I’m still not entirely used to the next day delivery thing, so I had completely failed to anticipate that I would have a pressure cooker and thus decided to make something with whatever I had to hand. The following was the result:
Caramelized onion and red lentil soup
- 1 large red onion
- 3 small white onions
- a little under half a pack of butter (100g?)
- a couple liters of chicken stock I’d made the other day
- a lot of lentils (I honestly just poured what was left of my 2kg bag in. I think this came to somewhere around 500-800g?)
- a bit of salt
- a bit of brown sugar
- 1/2 tsp ground chipotle
- 3 bay leaves
I am not a precise cook, OK?
- Put all the lentils on to soak in cold water, stirring and changing the water occasionally. This is mostly to clean off a lot of what I guess is mostly lentil dust off them but tends to give them a slightly unpleasant floury flavour.
- Slice the onions
- put them in the pressure cooker with the butter, salt and sugar
- Let it come up to pressure
- Wait 5 minutes then get a phone call
- Panic and take the pressure cooker off the heat because I still don’t entirely believe it’s not going to explode
- Spend about 15 minutes on the phone
- Put the pressure cooker back on the heat, leave it for another 10 minutes
- Observe that those onions do indeed look very nicely caramelized, and also are swimming in a delicious looking mix of butter and their own juices.
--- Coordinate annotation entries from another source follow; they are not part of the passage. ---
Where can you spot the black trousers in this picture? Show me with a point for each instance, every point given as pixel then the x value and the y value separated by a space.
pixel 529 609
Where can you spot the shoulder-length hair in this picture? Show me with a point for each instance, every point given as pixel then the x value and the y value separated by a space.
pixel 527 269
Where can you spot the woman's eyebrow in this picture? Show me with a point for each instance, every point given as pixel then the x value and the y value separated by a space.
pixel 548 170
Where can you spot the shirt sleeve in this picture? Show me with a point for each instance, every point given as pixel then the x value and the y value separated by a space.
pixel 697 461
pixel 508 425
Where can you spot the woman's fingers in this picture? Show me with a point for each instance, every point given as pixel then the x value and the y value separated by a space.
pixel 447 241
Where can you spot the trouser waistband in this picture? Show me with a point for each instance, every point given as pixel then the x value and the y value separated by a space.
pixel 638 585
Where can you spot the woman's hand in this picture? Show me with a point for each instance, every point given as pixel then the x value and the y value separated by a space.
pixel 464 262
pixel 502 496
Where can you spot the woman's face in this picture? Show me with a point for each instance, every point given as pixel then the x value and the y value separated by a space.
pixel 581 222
I’d probably have put them back on for a little longer, but they were going to cook more in the soup and I was in a hurry.
- Add all the rest of the ingredients – stock, lentils, spices, etc.
- Let it come back up to pressure (this took a while, mostly due to time it takes to boil that much liquid) then wait another 20 minutes
- Observe giant pot full of tasty soup
- Serve with crumbled feta and white sourdough bread
This was really good soup. I had seconds despite being full from the firsts and was late to the pub as a result. Totally worth it.
I mean, this would have been tasty without the pressure cooker too, but the novel thing about the pressure cooked soup was that the cooking was really even, much more thorough that I’d normally have got for the amount of liquid lost and took way less time and effort.
More experiments will need to be performed, but I think this pressure cooker and I are going to be friends.